In a recent study of US veterans, researchers found that 10% of those that had been diagnosed with dementia actually were suffering from a liver condition called hepatic encephalopathy (HE) – a treatable condition.

According to the British Liver Trust, some of the early symptoms of HE mimic those that are often present in dementia, including confusion, forgetfulness, personality or mood changes and poor concentration.

Ashwin Dhanda, Associate Professor of Hepatology at the University of Plymouth explained: “The liver can be damaged by several things, including alcohol, fatty deposits and hepatitis viruses. When the damage continues over several years, the liver becomes scarred (known as cirrhosis) and, at a certain point, can no longer perform one of its critical tasks: detoxifying the blood.

“Toxins (mainly ammonia) can build up and get into the brain, interfering with brain function. This is HE.”

Why hepatic encephalopathy is often missed

Dhanda explained that HE is easier to identify and treat if doctors are aware that the patient has cirrhosis.

However, cirrhosis is often a silent condition until it reaches late stages and the liver starts to fail. He added: “HE is much harder to diagnose in the general population. The symptoms of change of mood, behaviour, confusion and forgetfulness are also all seen in people with dementia.”

Dhanda said that this study suggests that potentially, around 10% of people diagnosed with dementia may actually have underlying silent liver disease with HE causing or contributing to the symptoms.

This diagnosis could be life-changing for some dementia patients as it is treatable.

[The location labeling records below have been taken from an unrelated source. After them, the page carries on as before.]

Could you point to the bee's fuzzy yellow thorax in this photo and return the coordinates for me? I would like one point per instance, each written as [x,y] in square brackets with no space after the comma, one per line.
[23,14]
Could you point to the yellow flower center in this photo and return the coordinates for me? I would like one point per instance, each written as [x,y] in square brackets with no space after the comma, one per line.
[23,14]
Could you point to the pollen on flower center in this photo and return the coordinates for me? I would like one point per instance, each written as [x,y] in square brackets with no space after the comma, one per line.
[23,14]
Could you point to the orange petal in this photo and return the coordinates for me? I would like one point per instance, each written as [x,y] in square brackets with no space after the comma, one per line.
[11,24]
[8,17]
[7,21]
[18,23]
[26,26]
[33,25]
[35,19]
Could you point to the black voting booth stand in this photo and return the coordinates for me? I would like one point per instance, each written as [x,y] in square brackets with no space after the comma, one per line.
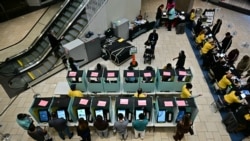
[146,105]
[102,106]
[95,82]
[40,109]
[166,112]
[79,107]
[124,105]
[60,105]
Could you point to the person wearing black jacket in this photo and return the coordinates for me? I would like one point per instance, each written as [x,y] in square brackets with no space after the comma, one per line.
[158,16]
[226,42]
[152,38]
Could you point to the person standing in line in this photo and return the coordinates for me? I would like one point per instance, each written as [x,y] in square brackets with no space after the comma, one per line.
[39,134]
[181,60]
[158,16]
[152,38]
[60,125]
[140,126]
[54,42]
[101,127]
[216,27]
[83,130]
[25,121]
[226,43]
[120,126]
[171,17]
[183,127]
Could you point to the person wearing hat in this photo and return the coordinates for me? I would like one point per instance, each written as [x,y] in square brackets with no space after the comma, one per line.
[234,99]
[73,92]
[226,42]
[171,17]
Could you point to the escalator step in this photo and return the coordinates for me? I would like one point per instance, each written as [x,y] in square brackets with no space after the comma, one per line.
[74,32]
[31,75]
[20,63]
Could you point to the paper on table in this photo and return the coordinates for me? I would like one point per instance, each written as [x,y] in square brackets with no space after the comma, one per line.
[181,103]
[142,102]
[83,101]
[101,103]
[166,73]
[124,101]
[182,73]
[147,74]
[130,73]
[94,74]
[72,73]
[43,103]
[111,74]
[168,103]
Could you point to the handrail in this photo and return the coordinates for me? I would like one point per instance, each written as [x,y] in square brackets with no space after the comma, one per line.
[38,37]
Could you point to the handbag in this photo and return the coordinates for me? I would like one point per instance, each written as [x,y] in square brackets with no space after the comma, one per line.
[191,131]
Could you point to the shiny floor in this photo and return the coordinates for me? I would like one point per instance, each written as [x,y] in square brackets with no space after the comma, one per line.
[207,125]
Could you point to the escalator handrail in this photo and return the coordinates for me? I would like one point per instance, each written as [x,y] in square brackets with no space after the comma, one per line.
[38,37]
[61,34]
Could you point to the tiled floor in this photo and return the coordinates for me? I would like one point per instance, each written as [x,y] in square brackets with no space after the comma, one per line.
[207,126]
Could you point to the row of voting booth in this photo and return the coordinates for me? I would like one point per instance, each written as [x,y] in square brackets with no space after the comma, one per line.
[161,111]
[111,81]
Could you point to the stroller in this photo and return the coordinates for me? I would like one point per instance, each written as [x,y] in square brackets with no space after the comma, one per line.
[148,55]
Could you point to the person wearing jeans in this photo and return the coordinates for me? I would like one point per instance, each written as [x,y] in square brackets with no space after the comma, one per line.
[60,126]
[140,126]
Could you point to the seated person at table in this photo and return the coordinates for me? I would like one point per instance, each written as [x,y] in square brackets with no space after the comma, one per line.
[73,92]
[130,79]
[209,45]
[149,79]
[139,93]
[234,98]
[186,91]
[226,81]
[170,69]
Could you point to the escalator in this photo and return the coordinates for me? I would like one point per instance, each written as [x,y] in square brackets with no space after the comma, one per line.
[18,71]
[41,47]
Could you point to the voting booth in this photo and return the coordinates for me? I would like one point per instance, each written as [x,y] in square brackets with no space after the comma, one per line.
[130,82]
[165,111]
[145,106]
[165,80]
[147,80]
[95,81]
[186,106]
[111,81]
[79,107]
[60,105]
[78,78]
[125,106]
[102,106]
[40,109]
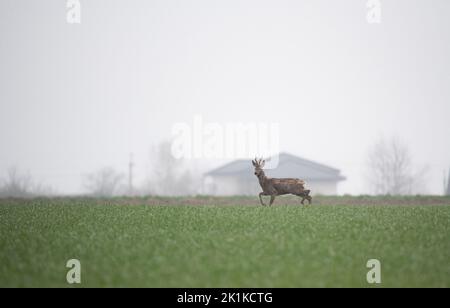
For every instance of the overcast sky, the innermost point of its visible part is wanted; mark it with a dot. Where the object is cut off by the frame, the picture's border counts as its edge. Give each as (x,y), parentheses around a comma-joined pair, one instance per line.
(76,97)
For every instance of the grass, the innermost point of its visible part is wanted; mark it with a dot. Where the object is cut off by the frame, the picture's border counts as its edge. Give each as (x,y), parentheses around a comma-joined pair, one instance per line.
(221,245)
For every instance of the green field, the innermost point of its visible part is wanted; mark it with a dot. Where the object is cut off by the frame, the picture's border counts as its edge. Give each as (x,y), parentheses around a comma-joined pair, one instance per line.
(225,242)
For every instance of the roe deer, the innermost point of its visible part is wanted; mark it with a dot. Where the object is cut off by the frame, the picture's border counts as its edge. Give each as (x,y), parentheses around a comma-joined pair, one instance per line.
(276,187)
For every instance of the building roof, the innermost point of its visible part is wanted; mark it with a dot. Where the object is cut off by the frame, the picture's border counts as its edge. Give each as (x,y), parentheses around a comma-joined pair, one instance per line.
(289,166)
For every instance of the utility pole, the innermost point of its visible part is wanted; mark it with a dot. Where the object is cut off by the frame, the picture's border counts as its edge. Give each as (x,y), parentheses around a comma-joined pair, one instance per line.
(447,184)
(130,175)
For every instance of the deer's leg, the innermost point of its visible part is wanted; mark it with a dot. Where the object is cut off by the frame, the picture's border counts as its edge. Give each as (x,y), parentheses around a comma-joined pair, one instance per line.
(260,199)
(272,198)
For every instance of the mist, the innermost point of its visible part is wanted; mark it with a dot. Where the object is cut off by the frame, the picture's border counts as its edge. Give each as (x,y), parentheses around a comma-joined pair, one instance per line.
(79,97)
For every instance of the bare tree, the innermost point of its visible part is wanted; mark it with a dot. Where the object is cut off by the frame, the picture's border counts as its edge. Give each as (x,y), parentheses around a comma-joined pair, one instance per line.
(19,184)
(391,169)
(105,182)
(168,175)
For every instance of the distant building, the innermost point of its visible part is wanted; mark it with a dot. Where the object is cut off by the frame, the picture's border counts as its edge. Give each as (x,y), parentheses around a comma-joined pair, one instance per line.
(237,178)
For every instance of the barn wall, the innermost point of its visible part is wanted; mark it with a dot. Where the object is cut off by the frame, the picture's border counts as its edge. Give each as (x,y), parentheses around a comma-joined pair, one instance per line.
(322,188)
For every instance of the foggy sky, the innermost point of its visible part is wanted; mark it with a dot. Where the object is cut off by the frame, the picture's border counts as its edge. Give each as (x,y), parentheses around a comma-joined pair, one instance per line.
(75,98)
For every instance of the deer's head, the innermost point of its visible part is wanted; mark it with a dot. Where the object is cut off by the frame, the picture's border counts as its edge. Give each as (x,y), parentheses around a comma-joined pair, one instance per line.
(259,165)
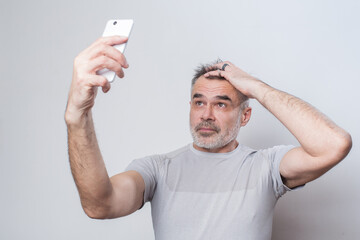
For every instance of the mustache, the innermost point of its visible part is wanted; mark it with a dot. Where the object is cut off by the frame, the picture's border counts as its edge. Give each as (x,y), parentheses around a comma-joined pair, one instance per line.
(207,124)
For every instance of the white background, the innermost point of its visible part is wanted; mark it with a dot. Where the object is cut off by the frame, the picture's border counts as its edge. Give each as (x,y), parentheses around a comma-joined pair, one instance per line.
(307,48)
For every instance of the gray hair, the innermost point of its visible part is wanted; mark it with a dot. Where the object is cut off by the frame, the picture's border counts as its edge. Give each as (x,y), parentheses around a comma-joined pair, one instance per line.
(204,68)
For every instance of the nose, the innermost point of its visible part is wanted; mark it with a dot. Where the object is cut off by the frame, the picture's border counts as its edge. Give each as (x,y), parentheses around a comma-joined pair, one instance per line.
(208,113)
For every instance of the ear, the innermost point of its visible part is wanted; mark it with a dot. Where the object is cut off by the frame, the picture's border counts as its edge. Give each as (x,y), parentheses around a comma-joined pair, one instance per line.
(245,116)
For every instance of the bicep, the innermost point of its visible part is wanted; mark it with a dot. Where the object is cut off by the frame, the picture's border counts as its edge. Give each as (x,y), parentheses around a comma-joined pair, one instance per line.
(298,167)
(128,193)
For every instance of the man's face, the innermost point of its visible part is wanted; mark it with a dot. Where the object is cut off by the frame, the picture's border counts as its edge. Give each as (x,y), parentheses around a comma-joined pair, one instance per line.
(215,115)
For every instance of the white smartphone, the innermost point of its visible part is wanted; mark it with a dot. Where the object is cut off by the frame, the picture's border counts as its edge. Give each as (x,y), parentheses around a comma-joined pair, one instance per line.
(121,27)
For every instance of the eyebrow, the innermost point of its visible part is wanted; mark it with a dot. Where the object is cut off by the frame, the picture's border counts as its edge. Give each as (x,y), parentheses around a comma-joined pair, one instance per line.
(222,97)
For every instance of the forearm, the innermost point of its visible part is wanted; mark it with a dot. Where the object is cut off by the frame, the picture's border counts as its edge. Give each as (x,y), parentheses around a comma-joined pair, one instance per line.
(87,165)
(316,133)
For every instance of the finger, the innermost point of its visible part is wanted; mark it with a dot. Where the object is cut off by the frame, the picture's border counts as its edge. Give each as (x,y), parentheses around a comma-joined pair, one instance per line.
(107,87)
(216,73)
(102,62)
(103,49)
(98,81)
(111,40)
(99,45)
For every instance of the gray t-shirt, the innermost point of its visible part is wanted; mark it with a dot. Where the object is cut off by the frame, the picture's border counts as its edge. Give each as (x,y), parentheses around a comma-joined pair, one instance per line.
(199,195)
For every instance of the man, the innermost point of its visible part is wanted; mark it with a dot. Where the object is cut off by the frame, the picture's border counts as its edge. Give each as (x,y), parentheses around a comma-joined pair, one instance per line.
(214,188)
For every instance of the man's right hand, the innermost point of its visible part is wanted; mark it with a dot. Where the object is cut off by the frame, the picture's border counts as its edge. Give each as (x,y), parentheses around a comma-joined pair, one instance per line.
(85,82)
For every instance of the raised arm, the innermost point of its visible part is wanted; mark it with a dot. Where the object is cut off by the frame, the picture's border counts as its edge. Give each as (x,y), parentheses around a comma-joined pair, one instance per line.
(323,143)
(101,197)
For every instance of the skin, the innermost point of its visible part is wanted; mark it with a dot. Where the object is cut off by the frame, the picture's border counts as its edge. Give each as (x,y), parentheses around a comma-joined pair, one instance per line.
(216,101)
(323,144)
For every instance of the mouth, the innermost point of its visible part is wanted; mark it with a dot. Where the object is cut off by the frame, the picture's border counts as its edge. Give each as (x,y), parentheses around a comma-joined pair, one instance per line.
(206,130)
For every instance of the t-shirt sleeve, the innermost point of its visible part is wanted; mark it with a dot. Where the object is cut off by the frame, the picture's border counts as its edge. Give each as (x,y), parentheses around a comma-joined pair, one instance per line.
(275,156)
(147,168)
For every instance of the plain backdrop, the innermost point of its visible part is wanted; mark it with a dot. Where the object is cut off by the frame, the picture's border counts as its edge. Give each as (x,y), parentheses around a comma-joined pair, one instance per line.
(307,48)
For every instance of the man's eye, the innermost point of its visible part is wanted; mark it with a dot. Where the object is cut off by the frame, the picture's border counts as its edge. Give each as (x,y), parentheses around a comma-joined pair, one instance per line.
(198,103)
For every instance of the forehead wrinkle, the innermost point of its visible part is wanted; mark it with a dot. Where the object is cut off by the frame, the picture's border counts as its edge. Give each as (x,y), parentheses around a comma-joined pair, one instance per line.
(216,93)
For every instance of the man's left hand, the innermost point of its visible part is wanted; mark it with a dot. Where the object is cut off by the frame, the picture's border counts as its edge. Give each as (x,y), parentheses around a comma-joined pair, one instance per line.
(242,81)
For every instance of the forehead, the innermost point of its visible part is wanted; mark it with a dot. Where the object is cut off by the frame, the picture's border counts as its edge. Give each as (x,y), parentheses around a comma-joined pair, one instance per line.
(210,88)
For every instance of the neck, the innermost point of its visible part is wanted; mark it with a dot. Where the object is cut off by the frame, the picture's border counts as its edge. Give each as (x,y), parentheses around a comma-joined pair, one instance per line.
(227,148)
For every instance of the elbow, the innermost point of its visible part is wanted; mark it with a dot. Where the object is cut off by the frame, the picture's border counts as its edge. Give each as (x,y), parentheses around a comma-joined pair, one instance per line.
(343,146)
(96,213)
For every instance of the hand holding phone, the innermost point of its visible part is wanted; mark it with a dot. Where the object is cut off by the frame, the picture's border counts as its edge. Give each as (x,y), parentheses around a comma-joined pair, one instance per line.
(121,27)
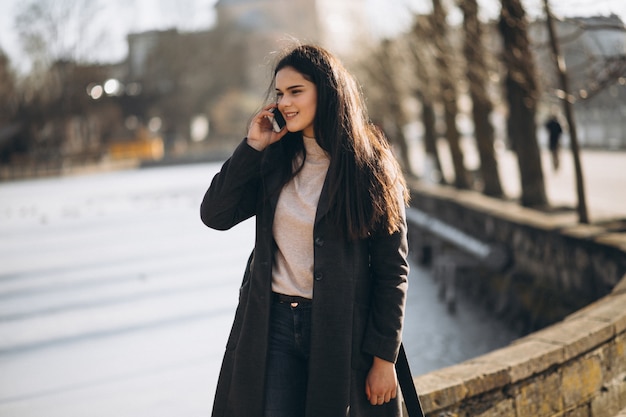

What this means for future dementia diagnosis

This study is hopeful but Dhanda warns that it should still be treated with some caution: ”[This study] raises the awareness of checking for liver disease in people with general symptoms of dementia. This is likely to be a growing problem as the rates of both dementia and cirrhosis are increasing.

“But we still need better data to fully understand the number of people with HE incorrectly given a diagnosis of dementia and how best to identify and treat them.”